We call that a spellweb—which we’ll get to soon. ”

“So, your specialty is finding energy sources of the right size in the Otherrealm,” Tommy said.

“Yeah. Not too difficult to understand, right?”

“No, ma’am. I think I follow.”

“Good. Because now I’m going to show you examples of the three basic types of mapping spell before we get into my weird custom ones.

” Sciona pulled the spellograph toward her.

“Let me just write up an action spell to demonstrate them. We’ll use a pushing spell on, um”—she looked around the desk—“not the cup.” That would break if she accidentally pushed it off the edge.

“This book,” she set Mordra the First’s Magical Engines on the desk before the spellograph and started typing.

When she glanced up at Tommy, his gray eyes had gotten a little wider. People always described the gray of Kwen eyes as lifeless and dull, but wonder had made Tommy’s eyes electric—like clouds backlit with lightning.

“What?” she said, oddly self-conscious in the glow of that bright bank of clouds.

“I just… I don’t think I’ve ever seen anyone type that fast, ma’am.”

“You’ve worked on this floor for a while, haven’t you? You’ve seen other highmages typing.”

“Not like that.”

Sciona smiled. “Well, I started behind most of them.

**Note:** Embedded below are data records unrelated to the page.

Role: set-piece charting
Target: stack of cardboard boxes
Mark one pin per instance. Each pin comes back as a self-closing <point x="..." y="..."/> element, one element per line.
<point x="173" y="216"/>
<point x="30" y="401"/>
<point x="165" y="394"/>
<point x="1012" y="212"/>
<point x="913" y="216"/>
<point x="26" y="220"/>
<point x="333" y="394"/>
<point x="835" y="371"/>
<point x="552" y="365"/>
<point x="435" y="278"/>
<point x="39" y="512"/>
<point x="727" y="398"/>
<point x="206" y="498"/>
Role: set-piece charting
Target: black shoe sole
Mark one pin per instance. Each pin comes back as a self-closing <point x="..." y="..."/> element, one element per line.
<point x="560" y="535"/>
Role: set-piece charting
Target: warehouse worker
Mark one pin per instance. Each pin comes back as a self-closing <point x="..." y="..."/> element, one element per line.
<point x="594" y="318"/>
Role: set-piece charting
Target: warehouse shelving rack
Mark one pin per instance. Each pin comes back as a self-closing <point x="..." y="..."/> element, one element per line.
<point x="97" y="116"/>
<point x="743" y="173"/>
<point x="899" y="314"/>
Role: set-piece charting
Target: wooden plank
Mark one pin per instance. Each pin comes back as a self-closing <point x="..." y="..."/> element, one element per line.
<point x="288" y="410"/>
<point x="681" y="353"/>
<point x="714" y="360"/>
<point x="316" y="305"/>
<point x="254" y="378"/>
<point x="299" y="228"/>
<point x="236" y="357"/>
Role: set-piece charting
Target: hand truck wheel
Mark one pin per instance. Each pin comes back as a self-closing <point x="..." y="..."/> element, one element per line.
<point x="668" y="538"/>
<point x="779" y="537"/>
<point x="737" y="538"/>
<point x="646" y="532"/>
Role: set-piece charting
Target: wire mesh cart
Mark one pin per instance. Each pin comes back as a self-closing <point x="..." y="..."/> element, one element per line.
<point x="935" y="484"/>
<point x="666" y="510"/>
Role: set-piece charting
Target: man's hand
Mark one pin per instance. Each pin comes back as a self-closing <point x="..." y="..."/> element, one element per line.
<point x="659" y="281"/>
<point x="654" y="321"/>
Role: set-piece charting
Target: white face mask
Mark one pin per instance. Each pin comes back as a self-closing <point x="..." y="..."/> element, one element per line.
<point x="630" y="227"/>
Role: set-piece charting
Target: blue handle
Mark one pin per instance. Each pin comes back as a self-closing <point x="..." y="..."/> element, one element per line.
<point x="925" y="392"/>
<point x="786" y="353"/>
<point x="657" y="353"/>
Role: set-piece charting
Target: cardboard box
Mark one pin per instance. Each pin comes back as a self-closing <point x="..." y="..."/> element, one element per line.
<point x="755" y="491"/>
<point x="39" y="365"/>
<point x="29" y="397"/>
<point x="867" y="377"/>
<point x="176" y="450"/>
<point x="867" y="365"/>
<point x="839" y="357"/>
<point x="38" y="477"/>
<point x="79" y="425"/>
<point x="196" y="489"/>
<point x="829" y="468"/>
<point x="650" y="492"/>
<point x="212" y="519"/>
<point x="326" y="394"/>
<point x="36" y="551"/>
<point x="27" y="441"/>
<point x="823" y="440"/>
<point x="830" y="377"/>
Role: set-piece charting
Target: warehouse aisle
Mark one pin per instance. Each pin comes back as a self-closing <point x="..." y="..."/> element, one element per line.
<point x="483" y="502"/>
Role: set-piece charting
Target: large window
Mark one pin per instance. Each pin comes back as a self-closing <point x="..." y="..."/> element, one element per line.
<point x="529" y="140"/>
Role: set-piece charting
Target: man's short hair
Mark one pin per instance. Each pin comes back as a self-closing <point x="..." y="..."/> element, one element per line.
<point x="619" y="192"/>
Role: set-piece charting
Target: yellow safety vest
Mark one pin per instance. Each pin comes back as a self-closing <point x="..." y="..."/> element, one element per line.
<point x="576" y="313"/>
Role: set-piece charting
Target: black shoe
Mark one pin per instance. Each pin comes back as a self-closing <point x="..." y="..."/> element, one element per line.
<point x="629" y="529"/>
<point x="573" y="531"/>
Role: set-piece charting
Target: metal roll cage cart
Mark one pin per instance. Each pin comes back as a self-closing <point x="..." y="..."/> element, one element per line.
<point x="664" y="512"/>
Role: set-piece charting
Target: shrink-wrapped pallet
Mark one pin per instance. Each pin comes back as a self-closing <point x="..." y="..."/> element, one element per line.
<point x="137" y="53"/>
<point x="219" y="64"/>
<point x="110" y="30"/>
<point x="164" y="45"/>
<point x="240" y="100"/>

I’ve had to be fast to catch up.”

He nodded.

“Alright, so the spell I’m writing right now is pretty boring.

” Knowing Tommy didn’t have a prayer of following the magical symbols as they hit the page, she opted instead to narrate her process.

“Right now, I’m directing the action spell to recognize a rectangular object under two Leonic pounds within two Vendric feet of the spellograph,” she said over the click of keys.

“That’s a quick way to rule out everything except the book.

And, because we’re being boring, we’re going to name this rectangular, under-two-pound element ‘BOOK.’” She punched in the tag.

“So, whenever I refer to ‘BOOK’ for the rest of the spell, the magic will recognize it as this object.” She nodded to Magical Engines .

“So, magic recognizes Tiranish words, ma’am?” Tommy said in confusion. “I thought it was all written in this old runic language?” He gestured to the half-page of spellwork he couldn’t read.

“It is,” Sciona said, although she understood his confusion.

“The magic will only recognize our object as a book because that’s what I decided to call it and wrote the word into the fabric of the action spell.

I could have called it by its title, or TEDIOUS READING, or GASLAMP, or TOMMY, and the magic would recognize it as such.

That’s the fun thing about being a mage.

You get to call things by whatever name you want, and, through magic, it becomes true. ”

“Hmm,” Tommy grunted with a thoughtful frown but didn’t say anything more.

Sciona didn’t know why she prompted, “What?” She was supposed to be the one doing the explaining.

Tommy shook his head. “That’s a lot of power.”